As one resident mentioned: “How are we going to know what day of the week it is?”
“It’s an integral piece of infrastructure that serves a lot of communities,” said Trevor Cootes, Huu-ay-aht First Nations councillor. “Our citizens living at home definitely rely on Lady Rose Marine Services for transportation and also have used it for medical purposes. It’s been huge there.”
Huu-ay-aht First Nations have purchased several businesses in recent years and the service is relied upon as part of their operations “right across the board,” Cootes added.
Nuu-chah-nulth Tribal Council is the biggest customer of Lady Rose Marine Services, Willmon noted.
Willmon, Rogers and their staff felt the shockwaves from the sudden news of the business closure.
“Destiny was set in motion during a conversation I had with current Lady Rose Marine Services owner Mike Surrell a few weeks ago,” Willmon explained. “We were unloading our truck on his dock. It started with a question, ‘How are things Mike?’.”
“They could be better, Greg. There is a 50/50 chance the Frances Barkley won’t be sailing next year, possibly sooner,” Surrell said.
Willmon asked if he would consider selling rather than shutting down. Surrell’s answer: “Let’s talk.’”
In the interim, Willmon spent “many hours” considering the purchase during a family vacation in Bamfield. He thought of the ramifications of losing what had long been a reliable service provided by Surrell, his wife Pauline, their staff and crew. After a meeting late last week, the two reached agreement in principle for the purchase.
“My wife and I could not be happier with the sale,” Surrell said Monday. “We are proud to be able to continue helping the new owners in making this company the success it was pre-COVID.”
Willmon said it was important to move quickly with the purchase in order to retain staff and crew members for the operation. The business employs a dozen people. He felt it was critical to get a commitment from Surrell to remain on as general manager.

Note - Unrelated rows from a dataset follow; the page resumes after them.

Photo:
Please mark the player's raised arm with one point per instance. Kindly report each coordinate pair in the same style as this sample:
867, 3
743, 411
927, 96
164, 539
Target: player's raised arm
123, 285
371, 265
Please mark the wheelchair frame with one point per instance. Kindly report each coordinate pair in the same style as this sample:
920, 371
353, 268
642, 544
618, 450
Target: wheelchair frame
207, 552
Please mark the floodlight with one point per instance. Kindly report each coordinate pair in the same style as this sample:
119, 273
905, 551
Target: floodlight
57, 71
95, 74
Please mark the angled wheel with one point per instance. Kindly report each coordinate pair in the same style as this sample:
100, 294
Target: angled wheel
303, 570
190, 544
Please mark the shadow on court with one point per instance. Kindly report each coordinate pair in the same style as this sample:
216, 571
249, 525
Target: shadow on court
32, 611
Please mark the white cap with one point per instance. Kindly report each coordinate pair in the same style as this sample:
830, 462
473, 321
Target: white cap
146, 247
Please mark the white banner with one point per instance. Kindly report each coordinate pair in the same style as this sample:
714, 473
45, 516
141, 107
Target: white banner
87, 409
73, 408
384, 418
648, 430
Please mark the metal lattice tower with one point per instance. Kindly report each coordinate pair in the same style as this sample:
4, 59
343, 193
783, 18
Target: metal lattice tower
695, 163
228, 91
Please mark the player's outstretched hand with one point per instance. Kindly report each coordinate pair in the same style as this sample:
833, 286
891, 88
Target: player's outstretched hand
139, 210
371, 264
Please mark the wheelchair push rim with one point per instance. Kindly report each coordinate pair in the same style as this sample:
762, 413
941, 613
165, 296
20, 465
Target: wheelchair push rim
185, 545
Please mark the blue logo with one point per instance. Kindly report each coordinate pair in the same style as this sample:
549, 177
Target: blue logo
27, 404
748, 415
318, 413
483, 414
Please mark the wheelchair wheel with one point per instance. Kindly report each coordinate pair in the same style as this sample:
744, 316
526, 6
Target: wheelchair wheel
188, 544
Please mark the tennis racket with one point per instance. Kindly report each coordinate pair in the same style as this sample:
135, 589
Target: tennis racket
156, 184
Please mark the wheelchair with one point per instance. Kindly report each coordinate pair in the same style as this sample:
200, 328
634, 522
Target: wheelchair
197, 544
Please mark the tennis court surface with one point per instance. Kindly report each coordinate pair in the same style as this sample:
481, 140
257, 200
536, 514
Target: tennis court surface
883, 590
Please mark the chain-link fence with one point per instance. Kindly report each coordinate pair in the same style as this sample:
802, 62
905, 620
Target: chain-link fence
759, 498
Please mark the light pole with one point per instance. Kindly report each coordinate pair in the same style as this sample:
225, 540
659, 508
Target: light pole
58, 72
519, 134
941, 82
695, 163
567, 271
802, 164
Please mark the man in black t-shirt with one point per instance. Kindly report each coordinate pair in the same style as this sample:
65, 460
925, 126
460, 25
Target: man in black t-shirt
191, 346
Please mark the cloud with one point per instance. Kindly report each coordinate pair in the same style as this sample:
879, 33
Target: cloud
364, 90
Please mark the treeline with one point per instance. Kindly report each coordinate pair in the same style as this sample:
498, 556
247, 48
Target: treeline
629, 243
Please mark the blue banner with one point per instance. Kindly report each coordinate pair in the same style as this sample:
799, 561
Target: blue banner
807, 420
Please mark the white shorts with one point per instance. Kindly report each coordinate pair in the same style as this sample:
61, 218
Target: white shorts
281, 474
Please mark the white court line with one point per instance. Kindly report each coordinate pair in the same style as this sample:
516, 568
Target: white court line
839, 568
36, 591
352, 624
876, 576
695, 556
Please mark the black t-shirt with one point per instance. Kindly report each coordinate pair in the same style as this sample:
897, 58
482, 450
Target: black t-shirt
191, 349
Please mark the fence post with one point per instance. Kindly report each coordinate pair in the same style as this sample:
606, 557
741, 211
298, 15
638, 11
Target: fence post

“The plan is to continue operating the Frances Barkley,” Willmon confirmed. “We believe she has quite a lot of life left in her. We’re planning, over the next year, on doing some upgrades to her.”
Devon Transport is based in Nanaimo, part of an integrated group of companies that includes a Budget rental outlet in Port Alberni along with 27 other locations.
Lady Rose Marine Services has been in operation for 75 years. The company’s original flagship, MV Lady Rose, was retired from service in 2009 and replaced by MV Frances Barkley.